Receive a weekly summary and discussion of the top papers of the week by leading researchers in the field.

In Computer methods and programs in biomedicine

BACKGROUND AND OBJECTIVE : Patients with migraine show an increased presence of white matter hyperintensities (WMHs), especially deep WMHs. Segmentation of small, deep WMHs is a critical issue in managing migraine care. Here, we aim to develop a novel approach to segmenting deep WMHs using deep neural networks based on the U-Net.

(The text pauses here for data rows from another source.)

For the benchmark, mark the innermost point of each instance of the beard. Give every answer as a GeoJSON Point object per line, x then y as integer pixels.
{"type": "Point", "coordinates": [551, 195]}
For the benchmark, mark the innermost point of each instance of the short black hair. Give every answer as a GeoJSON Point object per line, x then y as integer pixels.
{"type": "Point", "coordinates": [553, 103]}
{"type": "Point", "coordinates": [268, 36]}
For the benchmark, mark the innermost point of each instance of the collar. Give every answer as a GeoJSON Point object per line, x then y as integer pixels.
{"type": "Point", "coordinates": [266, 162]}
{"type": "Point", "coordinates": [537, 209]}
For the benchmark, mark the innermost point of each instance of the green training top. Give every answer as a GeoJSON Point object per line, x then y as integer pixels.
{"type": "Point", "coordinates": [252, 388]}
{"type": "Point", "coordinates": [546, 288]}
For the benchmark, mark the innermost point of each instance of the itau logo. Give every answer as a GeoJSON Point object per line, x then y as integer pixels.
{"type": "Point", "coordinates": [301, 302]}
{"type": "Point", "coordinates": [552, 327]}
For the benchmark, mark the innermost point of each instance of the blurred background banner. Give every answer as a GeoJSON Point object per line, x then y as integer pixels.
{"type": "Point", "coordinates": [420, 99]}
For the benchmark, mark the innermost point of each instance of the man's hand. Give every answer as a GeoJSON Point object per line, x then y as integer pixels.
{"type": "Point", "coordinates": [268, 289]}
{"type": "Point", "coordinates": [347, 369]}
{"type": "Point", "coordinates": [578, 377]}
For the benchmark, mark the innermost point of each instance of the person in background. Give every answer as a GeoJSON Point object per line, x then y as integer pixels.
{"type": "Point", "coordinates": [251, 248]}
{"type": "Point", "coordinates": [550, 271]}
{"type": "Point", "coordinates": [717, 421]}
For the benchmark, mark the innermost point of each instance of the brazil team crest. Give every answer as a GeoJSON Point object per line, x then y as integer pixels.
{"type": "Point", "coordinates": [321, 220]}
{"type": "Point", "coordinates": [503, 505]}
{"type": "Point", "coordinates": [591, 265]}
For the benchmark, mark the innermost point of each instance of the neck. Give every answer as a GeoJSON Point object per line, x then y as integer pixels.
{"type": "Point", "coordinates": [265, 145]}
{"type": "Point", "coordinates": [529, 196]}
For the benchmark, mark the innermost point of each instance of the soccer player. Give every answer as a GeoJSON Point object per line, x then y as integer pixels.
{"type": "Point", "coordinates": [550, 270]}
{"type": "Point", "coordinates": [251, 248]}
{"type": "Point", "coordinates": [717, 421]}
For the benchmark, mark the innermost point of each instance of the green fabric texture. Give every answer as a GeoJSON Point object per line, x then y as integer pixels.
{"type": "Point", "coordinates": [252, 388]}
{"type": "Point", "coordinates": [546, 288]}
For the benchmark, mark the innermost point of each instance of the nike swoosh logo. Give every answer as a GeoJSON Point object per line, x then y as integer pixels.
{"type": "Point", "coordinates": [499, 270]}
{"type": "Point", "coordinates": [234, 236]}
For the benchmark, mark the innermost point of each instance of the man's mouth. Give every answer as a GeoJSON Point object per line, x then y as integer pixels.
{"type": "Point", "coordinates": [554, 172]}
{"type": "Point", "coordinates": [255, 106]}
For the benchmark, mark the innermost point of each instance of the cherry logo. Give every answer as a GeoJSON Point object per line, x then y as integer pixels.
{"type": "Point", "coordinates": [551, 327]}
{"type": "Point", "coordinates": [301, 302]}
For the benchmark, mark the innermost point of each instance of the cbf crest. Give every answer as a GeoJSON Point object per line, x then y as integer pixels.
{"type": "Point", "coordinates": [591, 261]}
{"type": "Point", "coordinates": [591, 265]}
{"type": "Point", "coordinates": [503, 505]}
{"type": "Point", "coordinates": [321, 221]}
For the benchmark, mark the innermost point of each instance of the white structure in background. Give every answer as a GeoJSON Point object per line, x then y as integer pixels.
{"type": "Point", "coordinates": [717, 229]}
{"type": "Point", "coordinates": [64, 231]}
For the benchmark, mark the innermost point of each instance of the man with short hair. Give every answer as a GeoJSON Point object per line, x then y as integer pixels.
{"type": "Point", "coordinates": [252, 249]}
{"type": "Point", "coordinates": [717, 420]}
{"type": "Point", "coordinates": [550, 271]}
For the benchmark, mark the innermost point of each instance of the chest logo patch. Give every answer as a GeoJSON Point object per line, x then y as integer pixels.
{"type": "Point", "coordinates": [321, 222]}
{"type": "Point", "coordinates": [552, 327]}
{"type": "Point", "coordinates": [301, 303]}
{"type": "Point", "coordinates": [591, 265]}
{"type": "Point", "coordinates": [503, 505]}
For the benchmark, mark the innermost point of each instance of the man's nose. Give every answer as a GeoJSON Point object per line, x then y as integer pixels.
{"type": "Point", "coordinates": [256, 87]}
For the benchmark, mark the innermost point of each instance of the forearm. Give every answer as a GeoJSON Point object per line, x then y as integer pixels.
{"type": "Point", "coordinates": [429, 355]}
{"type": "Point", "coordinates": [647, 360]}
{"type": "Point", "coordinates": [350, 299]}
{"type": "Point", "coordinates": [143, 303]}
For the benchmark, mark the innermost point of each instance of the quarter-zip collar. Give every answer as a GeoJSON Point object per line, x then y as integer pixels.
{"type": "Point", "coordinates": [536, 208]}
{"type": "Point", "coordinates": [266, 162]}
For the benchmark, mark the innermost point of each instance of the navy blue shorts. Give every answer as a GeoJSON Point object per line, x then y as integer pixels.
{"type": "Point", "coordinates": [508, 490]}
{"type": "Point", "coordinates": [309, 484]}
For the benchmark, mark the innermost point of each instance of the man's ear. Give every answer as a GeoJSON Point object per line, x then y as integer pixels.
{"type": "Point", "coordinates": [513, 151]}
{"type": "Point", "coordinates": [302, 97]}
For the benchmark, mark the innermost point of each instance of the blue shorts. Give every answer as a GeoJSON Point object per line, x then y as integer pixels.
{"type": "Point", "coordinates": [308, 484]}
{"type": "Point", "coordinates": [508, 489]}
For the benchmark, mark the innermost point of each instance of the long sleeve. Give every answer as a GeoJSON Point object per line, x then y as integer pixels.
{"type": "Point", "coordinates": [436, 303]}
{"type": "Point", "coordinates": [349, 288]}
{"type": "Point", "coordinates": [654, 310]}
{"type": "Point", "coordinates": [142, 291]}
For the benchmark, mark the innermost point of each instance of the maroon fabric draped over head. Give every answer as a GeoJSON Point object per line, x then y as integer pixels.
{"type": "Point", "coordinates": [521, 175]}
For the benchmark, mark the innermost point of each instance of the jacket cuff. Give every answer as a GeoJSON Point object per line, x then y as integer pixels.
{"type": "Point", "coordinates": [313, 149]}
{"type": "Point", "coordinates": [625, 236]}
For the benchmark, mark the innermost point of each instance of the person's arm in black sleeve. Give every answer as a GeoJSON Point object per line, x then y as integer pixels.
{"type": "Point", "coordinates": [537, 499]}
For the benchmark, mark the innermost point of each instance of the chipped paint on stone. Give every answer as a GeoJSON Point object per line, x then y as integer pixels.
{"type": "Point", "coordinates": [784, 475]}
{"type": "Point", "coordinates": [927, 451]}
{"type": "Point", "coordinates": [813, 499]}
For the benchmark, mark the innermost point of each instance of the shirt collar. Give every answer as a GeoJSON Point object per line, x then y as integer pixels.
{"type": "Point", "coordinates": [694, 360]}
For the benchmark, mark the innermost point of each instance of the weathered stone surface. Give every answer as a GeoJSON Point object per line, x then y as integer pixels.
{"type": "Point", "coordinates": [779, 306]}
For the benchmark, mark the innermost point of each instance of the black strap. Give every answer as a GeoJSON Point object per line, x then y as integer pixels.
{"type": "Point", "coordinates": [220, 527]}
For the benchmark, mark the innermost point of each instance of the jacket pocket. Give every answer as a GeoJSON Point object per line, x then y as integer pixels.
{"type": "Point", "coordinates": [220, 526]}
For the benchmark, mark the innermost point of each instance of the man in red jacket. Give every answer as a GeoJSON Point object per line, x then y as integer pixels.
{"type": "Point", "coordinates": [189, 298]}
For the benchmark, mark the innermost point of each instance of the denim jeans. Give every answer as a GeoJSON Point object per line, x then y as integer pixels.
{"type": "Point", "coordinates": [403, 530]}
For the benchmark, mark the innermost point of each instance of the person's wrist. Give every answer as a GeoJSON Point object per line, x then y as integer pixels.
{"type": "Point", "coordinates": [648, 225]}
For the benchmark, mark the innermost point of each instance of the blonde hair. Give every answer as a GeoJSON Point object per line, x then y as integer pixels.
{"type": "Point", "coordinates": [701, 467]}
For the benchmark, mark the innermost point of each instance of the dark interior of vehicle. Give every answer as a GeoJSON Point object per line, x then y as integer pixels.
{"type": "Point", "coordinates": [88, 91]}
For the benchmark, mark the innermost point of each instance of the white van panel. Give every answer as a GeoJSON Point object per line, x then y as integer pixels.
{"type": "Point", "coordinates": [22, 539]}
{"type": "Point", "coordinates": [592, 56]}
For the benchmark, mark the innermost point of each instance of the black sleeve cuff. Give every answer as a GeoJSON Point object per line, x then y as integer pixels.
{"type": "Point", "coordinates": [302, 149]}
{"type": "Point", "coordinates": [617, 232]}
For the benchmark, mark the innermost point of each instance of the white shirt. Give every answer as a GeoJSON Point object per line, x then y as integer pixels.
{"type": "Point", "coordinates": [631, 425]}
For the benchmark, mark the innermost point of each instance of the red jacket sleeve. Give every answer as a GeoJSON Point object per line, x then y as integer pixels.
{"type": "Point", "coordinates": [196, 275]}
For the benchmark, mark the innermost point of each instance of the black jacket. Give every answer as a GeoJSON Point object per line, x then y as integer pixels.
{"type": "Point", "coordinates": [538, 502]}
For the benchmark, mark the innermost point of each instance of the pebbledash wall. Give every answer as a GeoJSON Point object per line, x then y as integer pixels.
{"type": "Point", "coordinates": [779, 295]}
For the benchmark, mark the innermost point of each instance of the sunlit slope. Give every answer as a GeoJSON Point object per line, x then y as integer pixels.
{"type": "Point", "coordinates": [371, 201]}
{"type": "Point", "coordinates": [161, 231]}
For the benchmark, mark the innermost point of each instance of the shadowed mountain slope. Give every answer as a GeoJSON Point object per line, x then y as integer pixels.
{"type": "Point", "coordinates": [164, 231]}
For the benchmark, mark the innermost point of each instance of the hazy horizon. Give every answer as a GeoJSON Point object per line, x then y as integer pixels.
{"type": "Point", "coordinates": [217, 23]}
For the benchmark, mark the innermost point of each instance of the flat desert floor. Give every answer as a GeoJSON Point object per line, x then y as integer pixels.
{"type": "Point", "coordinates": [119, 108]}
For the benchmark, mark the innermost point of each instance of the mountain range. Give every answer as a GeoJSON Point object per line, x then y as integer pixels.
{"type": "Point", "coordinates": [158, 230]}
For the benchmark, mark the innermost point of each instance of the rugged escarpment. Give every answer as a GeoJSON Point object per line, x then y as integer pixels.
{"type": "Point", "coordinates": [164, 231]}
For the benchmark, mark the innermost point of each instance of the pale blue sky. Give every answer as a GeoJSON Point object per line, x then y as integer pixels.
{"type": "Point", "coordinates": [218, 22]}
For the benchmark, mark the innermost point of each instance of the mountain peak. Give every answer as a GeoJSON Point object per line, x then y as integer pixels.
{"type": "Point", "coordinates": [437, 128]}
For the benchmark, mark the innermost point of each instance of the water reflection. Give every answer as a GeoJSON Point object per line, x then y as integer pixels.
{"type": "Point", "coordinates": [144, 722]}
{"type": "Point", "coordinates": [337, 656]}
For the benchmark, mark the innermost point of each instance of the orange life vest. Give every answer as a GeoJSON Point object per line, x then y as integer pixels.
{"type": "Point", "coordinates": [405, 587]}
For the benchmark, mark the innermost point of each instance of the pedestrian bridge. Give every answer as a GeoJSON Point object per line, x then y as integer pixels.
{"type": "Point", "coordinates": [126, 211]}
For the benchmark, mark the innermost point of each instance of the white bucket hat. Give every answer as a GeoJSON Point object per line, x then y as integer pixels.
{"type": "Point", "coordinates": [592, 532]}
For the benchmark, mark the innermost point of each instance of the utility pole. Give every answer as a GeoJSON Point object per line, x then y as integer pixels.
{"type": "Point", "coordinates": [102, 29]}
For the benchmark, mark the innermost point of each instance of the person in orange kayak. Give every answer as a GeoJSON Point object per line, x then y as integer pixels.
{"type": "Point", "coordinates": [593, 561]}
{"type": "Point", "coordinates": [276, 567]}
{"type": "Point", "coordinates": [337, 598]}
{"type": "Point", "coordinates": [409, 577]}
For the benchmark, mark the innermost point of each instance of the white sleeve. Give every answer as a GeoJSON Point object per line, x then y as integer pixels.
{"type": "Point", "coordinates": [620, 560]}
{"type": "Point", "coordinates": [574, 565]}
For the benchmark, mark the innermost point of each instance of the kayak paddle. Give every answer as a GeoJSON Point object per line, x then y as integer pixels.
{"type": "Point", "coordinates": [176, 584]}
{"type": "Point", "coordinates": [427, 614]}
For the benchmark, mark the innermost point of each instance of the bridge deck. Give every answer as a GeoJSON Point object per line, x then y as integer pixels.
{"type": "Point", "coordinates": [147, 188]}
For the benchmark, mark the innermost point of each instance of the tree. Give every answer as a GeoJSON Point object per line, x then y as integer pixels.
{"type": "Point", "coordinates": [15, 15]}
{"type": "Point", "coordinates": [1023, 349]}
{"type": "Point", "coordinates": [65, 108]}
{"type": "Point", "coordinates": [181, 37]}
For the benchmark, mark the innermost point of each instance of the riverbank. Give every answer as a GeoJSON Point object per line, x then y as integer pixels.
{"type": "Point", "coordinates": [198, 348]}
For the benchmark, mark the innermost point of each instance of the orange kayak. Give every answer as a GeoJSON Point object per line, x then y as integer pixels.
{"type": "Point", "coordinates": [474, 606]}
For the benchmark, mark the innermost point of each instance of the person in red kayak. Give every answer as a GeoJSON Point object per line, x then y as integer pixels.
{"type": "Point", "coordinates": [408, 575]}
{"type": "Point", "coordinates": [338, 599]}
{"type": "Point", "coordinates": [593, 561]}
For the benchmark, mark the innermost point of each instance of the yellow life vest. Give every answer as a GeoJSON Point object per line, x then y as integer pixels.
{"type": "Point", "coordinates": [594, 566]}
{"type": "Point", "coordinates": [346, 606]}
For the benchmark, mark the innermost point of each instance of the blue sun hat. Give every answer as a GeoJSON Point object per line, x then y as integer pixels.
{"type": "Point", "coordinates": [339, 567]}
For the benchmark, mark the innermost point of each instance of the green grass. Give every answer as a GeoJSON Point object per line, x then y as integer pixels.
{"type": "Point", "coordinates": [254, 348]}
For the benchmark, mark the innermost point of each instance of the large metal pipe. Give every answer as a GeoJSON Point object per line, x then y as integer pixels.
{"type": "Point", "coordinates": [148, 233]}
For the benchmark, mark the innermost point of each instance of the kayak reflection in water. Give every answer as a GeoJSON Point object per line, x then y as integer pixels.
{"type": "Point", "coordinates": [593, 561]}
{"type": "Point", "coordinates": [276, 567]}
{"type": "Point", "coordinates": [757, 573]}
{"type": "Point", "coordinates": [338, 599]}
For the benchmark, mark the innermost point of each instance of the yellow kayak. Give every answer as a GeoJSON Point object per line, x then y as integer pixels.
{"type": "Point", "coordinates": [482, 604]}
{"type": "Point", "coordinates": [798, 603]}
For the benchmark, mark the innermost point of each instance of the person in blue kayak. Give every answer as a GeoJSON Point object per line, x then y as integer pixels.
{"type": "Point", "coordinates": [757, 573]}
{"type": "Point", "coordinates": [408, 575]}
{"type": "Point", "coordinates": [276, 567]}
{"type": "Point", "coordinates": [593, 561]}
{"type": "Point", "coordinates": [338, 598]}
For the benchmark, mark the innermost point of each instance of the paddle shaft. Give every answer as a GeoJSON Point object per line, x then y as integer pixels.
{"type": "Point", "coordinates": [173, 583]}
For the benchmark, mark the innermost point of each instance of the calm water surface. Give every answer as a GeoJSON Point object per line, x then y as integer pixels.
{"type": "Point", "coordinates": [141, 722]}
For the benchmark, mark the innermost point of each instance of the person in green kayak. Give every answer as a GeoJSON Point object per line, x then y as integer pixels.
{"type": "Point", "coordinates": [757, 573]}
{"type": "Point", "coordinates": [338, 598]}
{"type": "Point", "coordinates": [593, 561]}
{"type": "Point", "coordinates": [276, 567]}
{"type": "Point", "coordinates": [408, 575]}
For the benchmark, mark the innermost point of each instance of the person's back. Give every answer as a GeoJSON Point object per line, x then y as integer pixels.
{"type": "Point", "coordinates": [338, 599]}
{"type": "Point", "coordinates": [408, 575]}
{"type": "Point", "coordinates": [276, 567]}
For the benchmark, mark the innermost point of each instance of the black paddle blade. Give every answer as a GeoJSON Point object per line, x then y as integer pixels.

METHODS : 148 non-elderly subjects with migraine were recruited for this study. Our model consists of two networks: the first identifies potential deep WMH candidates, and the second reduces the false positives within the candidates. The first network for initial segmentation includes four down-sampling layers and four up-sampling layers to sort the candidates. The second network for false positive reduction uses a smaller field-of-view and depth than the first network to increase utilization of local information.

RESULTS : Our proposed model segments deep WMHs with a high true positive rate of 0.88, a low false discovery rate of 0.13, and F1 score of 0.88 tested with ten-fold cross-validation. Our model was automatic and performed better than existing models based on conventional machine learning.

CONCLUSION : We developed a novel segmentation framework tailored for deep WMHs using U-Net. Our algorithm is open-access to promote future research in quantifying deep WMHs and might contribute to the effective management of WMHs in migraineurs.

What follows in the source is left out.